Which is ironic as O’Rourke these days pretty much lives up to their homely vision of family life. At 62, he has long put his crazy days behind him. It has been many years since he was a Rolling Stone writer and his print home now is often the conservative Weekly Standard. His actual home is a rural farmhouse in New Hampshire where he lives with his second wife, three kids and dogs. He is clearly devoted to family life despite a punishing book tour and speaking schedule that is keeping him wearily on the road. When discussing happiness, he is drawn to family life like it is a magnet. “There is that kind of happiness. There is the love and marriage and family kind of happiness, which is exceedingly boring to describe but nonetheless is important to have and dreadful not to have,” he says. Perhaps this is because of a recent brush with mortality. Though O’Rourke often faced extreme danger in his days as a foreign correspondent, he came closest to it with a diagnosis of anal cancer two years ago. In characteristic style he wrote about it with a mixture of pathos and humour. “I looked death in the face. All right, I didn’t. I glimpsed him in the crowd … I have, of all the inglorious things, a malignant haemorrhoid. What colour bracelet does one wear for that? And where does one wear it?” he complained. Luckily the cancer had a 95% survival rate and radiation and chemotherapy appear to have put him in the clear. “I feel fine,” he says. He has regular checkups to make sure he remains in remission. “I’ve become someone’s nice little earner,” he says with a laugh.

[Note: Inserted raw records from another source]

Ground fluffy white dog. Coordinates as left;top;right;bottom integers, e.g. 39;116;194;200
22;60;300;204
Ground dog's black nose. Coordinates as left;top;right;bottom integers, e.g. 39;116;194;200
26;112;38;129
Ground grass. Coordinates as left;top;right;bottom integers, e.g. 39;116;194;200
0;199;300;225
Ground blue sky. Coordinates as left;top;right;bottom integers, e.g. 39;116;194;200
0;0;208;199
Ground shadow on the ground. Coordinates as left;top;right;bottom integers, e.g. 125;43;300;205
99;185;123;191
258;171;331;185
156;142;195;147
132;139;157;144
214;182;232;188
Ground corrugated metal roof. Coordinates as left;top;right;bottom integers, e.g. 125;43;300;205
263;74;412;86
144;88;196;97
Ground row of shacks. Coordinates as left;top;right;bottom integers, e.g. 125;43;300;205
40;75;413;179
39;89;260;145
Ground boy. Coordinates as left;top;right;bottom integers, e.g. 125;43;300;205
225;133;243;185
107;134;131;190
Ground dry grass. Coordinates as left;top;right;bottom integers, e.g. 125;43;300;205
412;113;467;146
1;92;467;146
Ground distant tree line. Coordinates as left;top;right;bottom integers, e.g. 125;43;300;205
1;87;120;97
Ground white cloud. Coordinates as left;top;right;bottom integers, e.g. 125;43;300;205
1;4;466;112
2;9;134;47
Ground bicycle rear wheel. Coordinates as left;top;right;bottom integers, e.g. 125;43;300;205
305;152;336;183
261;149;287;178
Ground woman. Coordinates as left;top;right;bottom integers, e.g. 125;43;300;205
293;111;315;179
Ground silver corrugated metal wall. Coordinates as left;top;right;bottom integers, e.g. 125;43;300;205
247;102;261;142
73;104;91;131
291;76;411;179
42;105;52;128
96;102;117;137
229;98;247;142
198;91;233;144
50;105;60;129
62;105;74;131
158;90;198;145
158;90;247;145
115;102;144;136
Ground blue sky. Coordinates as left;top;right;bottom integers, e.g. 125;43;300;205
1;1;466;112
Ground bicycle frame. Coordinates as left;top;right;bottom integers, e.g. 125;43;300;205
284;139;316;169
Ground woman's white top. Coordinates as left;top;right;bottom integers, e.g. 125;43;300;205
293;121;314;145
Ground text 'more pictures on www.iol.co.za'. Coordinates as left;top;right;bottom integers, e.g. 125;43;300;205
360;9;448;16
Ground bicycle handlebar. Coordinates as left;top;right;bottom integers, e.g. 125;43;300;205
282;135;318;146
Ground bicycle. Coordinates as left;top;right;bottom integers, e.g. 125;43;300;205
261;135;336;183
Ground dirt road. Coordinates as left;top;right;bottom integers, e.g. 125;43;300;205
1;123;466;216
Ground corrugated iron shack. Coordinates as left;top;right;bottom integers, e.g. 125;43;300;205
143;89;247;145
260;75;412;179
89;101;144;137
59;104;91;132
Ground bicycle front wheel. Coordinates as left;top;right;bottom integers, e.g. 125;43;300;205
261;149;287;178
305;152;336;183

This does not sound like the angry O’Rourke who wrote Don’t Vote. It sounds like an older man who has found contentment. But he remains a satirical commentator on politics and is bound to reflect its trends. “It is fun to write about. It is the same reason I went to cover wars. Other people write about sports. I am not writing about it because of its inherent value,” he says.
‘Self-deluding hypocrites’
And he still writes well. Don’t Vote is full of zingers and pithy one-liners that amuse, inspire and horrify at the same time. Take his intentionally short chapter on the issue of climate change. It is one page and begins with the words: “There’s not a goddamn thing you can do about it.” By way of explanation he adds: “There are 1,3-billion people in China and they all want a Buick.” He accuses Western leftists of being self-deluding hypocrites when they raise taxes on people wealthier than themselves as a way of creating a more just society. It depends on your perspective, he argues, pointing out that even a poor Westerner is unimaginably rich to a developing world slum-dweller.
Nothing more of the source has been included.